Autumn drought


It is now mid-October, but it still feels almost like summer. The temperature is only now starting to edge its way slowly down from daytime maxima of 30 degrees and we have had no rain to speak of (apart from a few showers at the start of September) since June. People are starting to get worried. By now autumn rains should have started, the landscape should have started turning green. Our olive trees are laden with fruit, but the olives are small and are getting wrinkled. If there is not rain over the next few weeks, they will not fatten up and many will fall prematurely. The prospect for the winter olive harvest is not looking good. In my vegetable garden we still have tomatoes, melons and courgettes, but the winter cabbages are disappearing (I think by a mouse which literally pulls them downwards from its burrow) - one day the plant is there, the next day it is gone, with just a little hole showing where the stem had been.

The weird thing is that even though the weather and landscape scream summer, the garden birds are telling me autumn and winter. In the last blog I wrote about the autumn song of Robins. Now their song at dawn and dusk is accompanied by that of wintering Chiffchaffs whilst Black Redstarts (see John Hawkins´ photo) are taking up their winter territories. Yesterday and today I heard a male Lesser Spotted Woodpecker drumming from the top of dead branch just down the lane from the house, with another male drumming in response in the distance - signs again of ensuring that territories are identifed.

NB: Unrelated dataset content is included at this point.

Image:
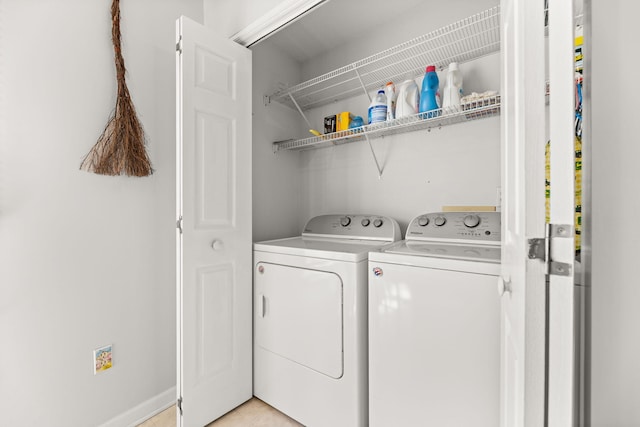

I also watched today a very brightly plumaged male Greenfinch having just completed its post-breeding moult. It was in spectacularly pristine condition, a really gorgeous bird with vivid yellow flashes on wings and tail and dove grey wings contrasting strongly with its mossy green body. It was gorging itself on cypress cones, a favourite food here in the garden in the winter for Hawfinches as well. As it was doing that, a Blackcap, a Chiffchaff and a Song Thrush were on the lawn below the tree, all of them winter visitors.